Today was no different and while the heat was resented by many, it served as an opportunity for a minority- The Happiness Hawkers. They brought shiny bottles of red, blue, purple and yellow potions, all huddled together in a hill of sugary happiness. The caps were yellow and sealed, marked with the molar concentration of the syrup that they enclosed. Some were dilute- enough to let you cool down the heaty rage while others could take you to sweet ecstasy. The bottles clanked against one another, chiming in streets, drawing everyone’s attention. People’s eyes spoke of desire and while some could only desire others bought cartons of happiness to take home.


“Daddy, why are we selling happiness, can’t everyone just feel it like I do? For free?”

“No darling, I’m afraid, life isn’t meant for the happy. You, too, will grow out of it someday.”
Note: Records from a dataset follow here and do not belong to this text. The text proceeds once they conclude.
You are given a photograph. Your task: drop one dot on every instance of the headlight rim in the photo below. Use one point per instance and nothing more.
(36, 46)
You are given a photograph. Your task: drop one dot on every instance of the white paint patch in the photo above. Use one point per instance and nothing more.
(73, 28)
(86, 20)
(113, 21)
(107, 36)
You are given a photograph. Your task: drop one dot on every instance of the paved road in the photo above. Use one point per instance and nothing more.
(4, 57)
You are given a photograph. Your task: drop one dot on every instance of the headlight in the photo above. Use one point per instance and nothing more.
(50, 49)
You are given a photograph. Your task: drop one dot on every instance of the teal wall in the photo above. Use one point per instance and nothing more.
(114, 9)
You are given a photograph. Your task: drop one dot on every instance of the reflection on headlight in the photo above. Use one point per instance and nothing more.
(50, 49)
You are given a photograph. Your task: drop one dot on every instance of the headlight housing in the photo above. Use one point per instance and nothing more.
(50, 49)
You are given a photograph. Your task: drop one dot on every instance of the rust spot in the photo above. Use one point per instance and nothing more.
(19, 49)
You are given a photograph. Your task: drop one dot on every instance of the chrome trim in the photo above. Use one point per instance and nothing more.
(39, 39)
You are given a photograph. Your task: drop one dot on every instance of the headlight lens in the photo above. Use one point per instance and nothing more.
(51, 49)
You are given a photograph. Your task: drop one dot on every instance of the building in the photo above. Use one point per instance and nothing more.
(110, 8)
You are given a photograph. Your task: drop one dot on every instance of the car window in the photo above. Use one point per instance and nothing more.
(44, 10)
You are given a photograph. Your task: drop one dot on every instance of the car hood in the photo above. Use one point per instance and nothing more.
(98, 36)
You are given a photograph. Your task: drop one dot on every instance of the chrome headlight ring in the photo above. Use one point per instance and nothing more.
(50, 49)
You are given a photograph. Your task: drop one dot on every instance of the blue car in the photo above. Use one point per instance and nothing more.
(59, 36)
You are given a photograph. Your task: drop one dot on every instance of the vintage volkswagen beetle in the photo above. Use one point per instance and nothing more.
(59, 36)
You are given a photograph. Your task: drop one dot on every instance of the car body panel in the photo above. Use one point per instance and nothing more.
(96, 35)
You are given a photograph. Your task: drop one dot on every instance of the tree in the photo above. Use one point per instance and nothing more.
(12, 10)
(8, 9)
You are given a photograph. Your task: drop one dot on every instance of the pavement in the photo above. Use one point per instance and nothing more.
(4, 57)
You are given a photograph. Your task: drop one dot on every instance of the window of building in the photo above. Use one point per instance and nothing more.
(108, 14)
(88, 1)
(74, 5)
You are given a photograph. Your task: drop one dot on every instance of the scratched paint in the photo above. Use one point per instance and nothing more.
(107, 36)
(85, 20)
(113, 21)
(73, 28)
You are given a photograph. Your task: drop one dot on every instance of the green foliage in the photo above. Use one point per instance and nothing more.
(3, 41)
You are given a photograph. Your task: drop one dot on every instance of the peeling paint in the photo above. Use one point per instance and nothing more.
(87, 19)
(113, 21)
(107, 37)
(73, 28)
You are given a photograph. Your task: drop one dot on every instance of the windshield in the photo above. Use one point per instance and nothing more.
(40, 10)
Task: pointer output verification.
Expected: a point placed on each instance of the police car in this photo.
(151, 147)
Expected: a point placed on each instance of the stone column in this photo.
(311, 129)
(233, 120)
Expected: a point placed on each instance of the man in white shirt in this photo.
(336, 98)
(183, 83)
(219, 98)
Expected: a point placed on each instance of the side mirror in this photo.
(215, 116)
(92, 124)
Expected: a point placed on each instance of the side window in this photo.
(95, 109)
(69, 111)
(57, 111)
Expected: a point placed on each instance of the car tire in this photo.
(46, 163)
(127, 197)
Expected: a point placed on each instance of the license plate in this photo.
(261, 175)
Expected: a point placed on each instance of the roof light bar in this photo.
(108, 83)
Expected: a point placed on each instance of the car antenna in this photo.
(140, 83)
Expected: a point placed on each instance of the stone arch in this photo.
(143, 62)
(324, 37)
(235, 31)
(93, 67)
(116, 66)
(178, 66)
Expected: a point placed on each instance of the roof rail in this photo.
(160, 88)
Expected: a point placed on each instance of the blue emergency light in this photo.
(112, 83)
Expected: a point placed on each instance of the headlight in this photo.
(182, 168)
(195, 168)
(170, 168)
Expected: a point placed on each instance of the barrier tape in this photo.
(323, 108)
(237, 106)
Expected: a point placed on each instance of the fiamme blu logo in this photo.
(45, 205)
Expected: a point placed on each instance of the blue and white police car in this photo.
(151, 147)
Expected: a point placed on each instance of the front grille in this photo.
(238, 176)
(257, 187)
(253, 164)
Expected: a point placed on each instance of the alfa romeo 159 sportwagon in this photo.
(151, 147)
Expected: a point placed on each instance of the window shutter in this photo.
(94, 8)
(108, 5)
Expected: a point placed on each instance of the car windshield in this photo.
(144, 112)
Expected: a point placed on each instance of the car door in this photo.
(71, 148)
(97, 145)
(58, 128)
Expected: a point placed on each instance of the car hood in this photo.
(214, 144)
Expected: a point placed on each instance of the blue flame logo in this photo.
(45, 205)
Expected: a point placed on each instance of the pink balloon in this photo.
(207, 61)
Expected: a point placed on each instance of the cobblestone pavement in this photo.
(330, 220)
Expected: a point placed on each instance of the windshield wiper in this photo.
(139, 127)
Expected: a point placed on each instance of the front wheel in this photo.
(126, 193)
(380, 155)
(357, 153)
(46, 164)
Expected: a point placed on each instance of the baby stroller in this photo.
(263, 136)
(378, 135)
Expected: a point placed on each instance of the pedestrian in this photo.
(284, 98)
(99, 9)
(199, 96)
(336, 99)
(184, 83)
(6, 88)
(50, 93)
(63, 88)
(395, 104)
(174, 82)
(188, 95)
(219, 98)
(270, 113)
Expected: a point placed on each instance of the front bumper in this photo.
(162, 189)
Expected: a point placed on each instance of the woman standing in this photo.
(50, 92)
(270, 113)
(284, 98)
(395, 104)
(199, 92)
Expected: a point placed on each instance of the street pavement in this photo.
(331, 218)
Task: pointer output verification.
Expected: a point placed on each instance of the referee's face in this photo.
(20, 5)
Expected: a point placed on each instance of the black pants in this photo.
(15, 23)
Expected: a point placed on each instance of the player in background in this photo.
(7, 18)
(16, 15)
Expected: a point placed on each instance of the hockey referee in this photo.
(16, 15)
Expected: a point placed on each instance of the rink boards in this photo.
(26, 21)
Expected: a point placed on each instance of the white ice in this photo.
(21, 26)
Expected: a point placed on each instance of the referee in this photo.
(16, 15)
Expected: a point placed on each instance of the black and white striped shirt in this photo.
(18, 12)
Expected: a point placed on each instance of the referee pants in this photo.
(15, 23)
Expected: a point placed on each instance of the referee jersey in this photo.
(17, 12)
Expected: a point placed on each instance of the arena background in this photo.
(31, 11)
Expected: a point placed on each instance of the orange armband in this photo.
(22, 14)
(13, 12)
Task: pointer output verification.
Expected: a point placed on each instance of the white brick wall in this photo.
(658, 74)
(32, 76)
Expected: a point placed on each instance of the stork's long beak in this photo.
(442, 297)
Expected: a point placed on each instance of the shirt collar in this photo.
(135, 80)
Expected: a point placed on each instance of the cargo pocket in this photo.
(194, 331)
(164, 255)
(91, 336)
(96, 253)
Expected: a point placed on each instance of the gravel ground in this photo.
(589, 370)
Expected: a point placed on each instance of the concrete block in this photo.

“Well, if everyone can’t find happiness, where does this come from?” Khushi asked with wonder and wide eyes, pointing at a pink bottle labelled- “0.8M Happiness- 3 hours of pure euphoria.

“The fairies in heaven make it and they give it to me when these fools need it.” her father replied without making eye contact.

“Daddy, when was the last time you were happy without-”

No sooner did those words leave her mouth, when a customer interrupted them. He wanted enough for his entire family.


Later that night, two things swam laps through the ocean of Jatin’s mind. He wondered endlessly about the last time when truly felt happiness in all its purity. He realised that he had needed 200mL even at the time of Khushi’s birth. “Has it been this long since this chronic apathy first struck?” He asked himself.

Jatin yearned for those feelings that he once knew as a little boy. He remembered the sound of his giggle, how it sounded like grains of sand seeping out of one’s grasp to soon strike the ground. He wondered how he felt when his Baba was taken by the cruel king. He recalled the salinity on his face, the sound of him crying and the racking of his body. As terrible as it felt, he yearned for that feeling. He wished that there was an account of his feelings, a documentary of him also being human before life drained him of his feelings.

The joy he felt was nothing more than a high. He wondered if he could tell Khushi the truth of happiness, how it was manufactured and how many lives it took. Under the influence, he did not have the heart to tell her that happiness was manufactured from the souls of the children of some of the happiest communities. Everyday, hundreds of children are sacrificed, they are stuffed into tiny ovens and heated until they’re but a plasma of emotions.

He knew that telling her would cause more harm than good. If anything, she would only become a callous vessel like everyone else sooner than either of them would have liked.